Хотелось сказать: я не знаю, как подступиться к ее вопросу, он настолько прямолинеен, что околичностями не отделаешься, вот я и впал в ступор – в полный ступор, о котором мне пока не хочется говорить, полный ступор, который разделяет нас, Клара, и громко кричит, чтобы о нем поговорили. Розеттский камень в розовом саду – вот что я такое, Клара. Дай мне кусок пемзы, и настанет моя очередь отскоблить всю уклончивость от моего нёба. Моя пемза, твоя пемза, нужно было принести мою с собой, бросить на стол и сказать: «Вот у пемзы и спрашивай». Что ей интересно: чем я занимался в последние пять лет, где побывал, кого любил или не смог любить, о чем мечтал, отдельно днем и ночью, в каких мечтах даже и признаться боюсь – а ну, давай, выкладывай? Вот у пемзы и спрашивай.

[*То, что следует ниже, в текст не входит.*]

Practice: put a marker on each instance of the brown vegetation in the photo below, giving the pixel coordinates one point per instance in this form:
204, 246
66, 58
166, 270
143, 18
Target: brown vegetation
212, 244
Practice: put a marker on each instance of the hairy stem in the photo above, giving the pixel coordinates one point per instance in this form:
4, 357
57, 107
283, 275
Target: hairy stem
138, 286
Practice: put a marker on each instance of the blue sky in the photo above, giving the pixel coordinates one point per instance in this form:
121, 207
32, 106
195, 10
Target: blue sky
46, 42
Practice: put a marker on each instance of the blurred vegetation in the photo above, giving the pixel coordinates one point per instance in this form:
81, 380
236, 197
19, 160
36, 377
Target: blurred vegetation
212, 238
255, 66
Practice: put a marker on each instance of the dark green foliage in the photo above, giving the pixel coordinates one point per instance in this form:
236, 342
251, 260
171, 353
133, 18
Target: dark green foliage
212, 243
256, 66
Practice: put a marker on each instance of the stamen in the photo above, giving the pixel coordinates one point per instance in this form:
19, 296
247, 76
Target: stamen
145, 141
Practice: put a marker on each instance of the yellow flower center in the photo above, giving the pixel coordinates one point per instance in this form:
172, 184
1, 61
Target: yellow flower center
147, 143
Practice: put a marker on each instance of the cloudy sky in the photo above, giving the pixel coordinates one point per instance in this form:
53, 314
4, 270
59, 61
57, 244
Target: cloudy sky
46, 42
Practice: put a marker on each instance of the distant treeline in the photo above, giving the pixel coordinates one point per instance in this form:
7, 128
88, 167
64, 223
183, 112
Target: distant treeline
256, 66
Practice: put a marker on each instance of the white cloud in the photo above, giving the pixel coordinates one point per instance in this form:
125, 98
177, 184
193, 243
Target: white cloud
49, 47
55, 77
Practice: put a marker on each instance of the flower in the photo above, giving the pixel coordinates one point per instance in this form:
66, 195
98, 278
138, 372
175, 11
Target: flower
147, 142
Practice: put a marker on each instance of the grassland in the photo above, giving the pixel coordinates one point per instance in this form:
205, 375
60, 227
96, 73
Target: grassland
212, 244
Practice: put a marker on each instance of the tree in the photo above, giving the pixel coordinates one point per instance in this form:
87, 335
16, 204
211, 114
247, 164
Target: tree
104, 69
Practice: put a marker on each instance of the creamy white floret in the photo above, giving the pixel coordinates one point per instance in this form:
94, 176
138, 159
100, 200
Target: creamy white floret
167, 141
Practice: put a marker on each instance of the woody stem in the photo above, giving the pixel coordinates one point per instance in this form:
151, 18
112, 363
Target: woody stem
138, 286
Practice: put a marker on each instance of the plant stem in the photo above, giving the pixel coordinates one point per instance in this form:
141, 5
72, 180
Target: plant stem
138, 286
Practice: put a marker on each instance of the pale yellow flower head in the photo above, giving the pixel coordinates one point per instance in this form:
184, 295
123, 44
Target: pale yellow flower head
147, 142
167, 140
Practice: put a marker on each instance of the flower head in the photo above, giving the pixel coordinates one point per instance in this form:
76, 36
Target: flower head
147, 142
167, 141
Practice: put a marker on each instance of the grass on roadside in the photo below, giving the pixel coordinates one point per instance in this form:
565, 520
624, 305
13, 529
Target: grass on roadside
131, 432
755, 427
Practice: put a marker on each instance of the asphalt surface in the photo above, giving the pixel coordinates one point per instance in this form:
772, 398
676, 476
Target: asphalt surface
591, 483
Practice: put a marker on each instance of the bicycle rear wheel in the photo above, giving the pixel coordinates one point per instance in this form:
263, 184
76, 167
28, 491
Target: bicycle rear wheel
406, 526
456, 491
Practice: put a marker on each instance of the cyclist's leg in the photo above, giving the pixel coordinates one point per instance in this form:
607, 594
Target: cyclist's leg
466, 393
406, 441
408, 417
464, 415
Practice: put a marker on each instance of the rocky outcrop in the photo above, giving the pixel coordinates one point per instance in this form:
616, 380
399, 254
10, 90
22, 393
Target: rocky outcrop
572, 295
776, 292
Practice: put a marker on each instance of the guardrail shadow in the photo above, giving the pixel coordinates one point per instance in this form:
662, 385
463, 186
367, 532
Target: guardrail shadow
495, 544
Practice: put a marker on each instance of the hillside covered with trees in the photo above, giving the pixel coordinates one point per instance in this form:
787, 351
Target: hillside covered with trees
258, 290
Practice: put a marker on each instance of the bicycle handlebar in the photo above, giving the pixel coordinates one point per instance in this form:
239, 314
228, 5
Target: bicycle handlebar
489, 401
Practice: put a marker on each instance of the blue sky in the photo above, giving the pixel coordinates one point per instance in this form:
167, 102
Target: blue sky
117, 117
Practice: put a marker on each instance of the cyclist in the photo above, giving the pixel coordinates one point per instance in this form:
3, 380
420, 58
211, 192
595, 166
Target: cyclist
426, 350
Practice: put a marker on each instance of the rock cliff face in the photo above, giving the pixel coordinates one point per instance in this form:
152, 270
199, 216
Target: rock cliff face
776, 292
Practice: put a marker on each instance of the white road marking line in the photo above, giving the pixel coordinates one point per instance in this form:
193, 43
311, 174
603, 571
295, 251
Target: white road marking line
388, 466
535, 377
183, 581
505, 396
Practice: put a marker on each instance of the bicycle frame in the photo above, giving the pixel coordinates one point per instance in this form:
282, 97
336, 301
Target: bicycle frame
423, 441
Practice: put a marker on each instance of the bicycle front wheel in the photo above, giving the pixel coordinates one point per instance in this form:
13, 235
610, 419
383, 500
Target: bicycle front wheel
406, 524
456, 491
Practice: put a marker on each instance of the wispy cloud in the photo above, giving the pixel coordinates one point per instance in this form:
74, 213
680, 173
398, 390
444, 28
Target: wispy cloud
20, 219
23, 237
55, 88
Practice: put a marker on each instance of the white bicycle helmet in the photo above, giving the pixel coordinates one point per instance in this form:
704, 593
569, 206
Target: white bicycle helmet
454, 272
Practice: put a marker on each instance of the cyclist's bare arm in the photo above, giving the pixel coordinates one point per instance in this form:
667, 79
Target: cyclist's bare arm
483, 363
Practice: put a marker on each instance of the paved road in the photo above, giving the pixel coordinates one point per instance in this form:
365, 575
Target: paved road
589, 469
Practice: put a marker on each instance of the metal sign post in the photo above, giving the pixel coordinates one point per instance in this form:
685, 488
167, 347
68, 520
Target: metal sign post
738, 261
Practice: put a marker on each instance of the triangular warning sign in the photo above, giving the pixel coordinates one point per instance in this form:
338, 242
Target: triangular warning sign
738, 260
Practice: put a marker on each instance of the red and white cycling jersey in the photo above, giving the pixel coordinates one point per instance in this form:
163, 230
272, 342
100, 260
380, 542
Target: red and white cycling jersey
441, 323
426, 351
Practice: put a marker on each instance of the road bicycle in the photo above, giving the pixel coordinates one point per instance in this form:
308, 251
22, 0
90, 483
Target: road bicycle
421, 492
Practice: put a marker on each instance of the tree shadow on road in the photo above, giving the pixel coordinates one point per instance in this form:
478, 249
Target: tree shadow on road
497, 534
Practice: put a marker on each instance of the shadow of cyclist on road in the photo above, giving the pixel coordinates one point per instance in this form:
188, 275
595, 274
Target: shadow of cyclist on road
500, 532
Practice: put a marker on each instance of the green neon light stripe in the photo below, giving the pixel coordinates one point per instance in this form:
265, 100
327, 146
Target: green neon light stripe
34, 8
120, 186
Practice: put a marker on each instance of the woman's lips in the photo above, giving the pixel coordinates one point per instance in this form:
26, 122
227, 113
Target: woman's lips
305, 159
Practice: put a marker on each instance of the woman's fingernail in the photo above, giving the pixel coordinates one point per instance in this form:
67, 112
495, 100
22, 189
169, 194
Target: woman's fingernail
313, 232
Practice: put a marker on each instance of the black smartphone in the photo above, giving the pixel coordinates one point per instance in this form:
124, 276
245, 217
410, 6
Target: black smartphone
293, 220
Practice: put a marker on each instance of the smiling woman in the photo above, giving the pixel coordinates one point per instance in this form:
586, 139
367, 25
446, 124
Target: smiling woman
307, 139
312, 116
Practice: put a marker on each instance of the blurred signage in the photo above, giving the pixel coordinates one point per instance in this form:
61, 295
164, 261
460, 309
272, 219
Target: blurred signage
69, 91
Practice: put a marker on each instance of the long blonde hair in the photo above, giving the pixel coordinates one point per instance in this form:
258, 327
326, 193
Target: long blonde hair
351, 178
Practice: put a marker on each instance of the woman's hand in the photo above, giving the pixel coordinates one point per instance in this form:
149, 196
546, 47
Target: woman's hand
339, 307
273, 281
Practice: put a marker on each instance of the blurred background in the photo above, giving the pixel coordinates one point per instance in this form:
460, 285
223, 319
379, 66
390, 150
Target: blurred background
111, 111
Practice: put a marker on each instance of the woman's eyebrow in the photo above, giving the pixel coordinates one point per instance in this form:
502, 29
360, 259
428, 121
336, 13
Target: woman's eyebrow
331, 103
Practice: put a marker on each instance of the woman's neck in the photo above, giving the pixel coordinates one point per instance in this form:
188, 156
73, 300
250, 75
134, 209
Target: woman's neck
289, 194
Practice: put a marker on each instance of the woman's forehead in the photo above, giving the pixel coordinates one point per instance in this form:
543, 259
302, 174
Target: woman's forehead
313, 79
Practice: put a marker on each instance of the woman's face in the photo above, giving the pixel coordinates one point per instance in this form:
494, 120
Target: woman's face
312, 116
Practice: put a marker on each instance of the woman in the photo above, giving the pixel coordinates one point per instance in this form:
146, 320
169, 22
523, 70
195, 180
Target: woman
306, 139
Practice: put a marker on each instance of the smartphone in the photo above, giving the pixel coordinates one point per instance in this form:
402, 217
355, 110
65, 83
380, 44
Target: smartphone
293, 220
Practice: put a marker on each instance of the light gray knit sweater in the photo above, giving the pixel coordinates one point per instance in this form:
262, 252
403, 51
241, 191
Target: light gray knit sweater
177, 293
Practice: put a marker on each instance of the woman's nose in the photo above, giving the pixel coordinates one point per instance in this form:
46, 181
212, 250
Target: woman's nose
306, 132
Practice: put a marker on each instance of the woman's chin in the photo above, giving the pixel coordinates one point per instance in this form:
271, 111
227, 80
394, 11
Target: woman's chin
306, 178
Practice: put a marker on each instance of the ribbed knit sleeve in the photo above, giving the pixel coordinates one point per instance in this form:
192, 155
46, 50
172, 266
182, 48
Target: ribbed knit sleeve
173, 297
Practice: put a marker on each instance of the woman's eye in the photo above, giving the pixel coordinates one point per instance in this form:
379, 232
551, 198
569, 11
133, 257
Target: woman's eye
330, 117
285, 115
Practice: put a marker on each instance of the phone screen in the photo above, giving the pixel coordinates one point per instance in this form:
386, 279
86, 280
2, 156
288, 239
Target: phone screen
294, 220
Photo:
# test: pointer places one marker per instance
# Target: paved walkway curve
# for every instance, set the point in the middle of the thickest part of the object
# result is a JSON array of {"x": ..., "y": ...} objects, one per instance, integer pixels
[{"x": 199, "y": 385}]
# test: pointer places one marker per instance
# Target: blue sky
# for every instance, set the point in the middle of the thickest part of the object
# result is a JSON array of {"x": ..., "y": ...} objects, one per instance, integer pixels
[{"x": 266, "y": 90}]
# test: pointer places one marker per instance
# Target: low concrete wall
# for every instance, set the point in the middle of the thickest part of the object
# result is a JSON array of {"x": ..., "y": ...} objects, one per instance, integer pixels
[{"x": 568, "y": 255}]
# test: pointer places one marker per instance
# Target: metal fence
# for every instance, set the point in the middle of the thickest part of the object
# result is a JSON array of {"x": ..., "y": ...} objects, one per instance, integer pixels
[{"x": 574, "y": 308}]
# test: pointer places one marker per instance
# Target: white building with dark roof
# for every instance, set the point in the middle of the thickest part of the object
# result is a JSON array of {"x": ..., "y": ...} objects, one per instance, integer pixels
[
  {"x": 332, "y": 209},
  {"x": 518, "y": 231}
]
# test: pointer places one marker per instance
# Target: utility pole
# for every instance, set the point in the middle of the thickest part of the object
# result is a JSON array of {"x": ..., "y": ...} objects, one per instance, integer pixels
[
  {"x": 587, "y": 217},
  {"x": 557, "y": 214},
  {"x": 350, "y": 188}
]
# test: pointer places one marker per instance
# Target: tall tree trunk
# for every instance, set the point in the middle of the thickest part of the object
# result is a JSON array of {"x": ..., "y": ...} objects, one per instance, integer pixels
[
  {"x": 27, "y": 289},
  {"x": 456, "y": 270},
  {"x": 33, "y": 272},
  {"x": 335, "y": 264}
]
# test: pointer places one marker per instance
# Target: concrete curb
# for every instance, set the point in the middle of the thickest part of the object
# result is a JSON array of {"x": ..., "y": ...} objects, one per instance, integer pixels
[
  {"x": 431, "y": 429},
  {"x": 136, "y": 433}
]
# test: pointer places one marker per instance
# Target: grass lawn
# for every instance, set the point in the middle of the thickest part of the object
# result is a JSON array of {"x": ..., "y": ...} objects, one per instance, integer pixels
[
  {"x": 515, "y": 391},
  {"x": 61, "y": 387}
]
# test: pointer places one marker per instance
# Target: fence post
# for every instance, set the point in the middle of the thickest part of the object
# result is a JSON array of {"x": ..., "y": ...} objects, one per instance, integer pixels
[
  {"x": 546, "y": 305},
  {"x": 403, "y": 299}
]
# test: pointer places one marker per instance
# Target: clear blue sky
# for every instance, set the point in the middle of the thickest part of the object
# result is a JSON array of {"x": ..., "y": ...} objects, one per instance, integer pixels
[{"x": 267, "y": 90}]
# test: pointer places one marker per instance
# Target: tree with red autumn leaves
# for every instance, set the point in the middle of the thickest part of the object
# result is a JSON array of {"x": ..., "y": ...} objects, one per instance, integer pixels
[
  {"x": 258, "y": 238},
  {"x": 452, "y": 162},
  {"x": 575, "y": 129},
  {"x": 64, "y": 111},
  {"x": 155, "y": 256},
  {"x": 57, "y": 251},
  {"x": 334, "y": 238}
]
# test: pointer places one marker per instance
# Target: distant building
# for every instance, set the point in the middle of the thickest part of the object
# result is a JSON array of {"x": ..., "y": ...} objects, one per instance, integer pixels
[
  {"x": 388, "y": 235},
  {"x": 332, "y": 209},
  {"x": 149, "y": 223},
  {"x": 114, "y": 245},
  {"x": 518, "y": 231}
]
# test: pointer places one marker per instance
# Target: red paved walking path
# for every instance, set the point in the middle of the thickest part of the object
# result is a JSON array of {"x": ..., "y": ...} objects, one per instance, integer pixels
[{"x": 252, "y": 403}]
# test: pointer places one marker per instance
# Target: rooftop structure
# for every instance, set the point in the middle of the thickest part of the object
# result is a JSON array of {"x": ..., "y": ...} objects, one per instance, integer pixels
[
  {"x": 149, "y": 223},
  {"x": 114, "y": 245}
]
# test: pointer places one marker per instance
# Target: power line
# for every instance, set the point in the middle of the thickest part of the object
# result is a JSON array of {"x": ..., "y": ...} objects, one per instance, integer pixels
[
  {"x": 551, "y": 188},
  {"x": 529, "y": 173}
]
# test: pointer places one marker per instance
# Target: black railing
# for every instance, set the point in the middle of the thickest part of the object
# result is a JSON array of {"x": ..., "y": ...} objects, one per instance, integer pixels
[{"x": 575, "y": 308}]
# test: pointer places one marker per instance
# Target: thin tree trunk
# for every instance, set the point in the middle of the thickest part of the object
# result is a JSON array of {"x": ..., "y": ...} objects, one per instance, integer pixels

– И не нужно мне некроложную версию тебя. Давай настоящую.
Спроси у пемзы, Клара, спроси у пемзы. Даже она знает лучше, чем я.
Я поднял глаза, окончательно сконфузившись. Тут и почувствовал: слова того и гляди сорвутся с губ. Она глядела на меня дольше, чем я ожидал. Я не отводил глаз и надолго задержал ее взгляд, думая, что она, кажется, задумалась и по чистой рассеянности не разрывает этот обмен взглядами. При этом ее молчание ничего не прерывало, мыслями она прочь не унеслась. Просто смотрела.
Я отвел глаза, сделав вид, что погружен в глубокие и далекие мысли и пока не совсем придумал, как ими поделиться. Следил, как ее пальцы складывают уголки квадратной бумажной салфетки вокруг основания бокала. Поднял глаза – ее взгляд все еще прикован ко мне. А я так ничего и не сказал.
Я подумал: интересно, со всеми ли она так – просто удерживает взгляд, не набивает молчания словами, просто смотрит вам прямо в лицо, а потом пробуравливает все ваши хрупкие мелкие преграды и, не отводя глаз, улыбается тускло-озорной улыбкой, едва ли не забавляясь тем, что вы наконец сообразили, что она сообразила, какой вы на самом деле.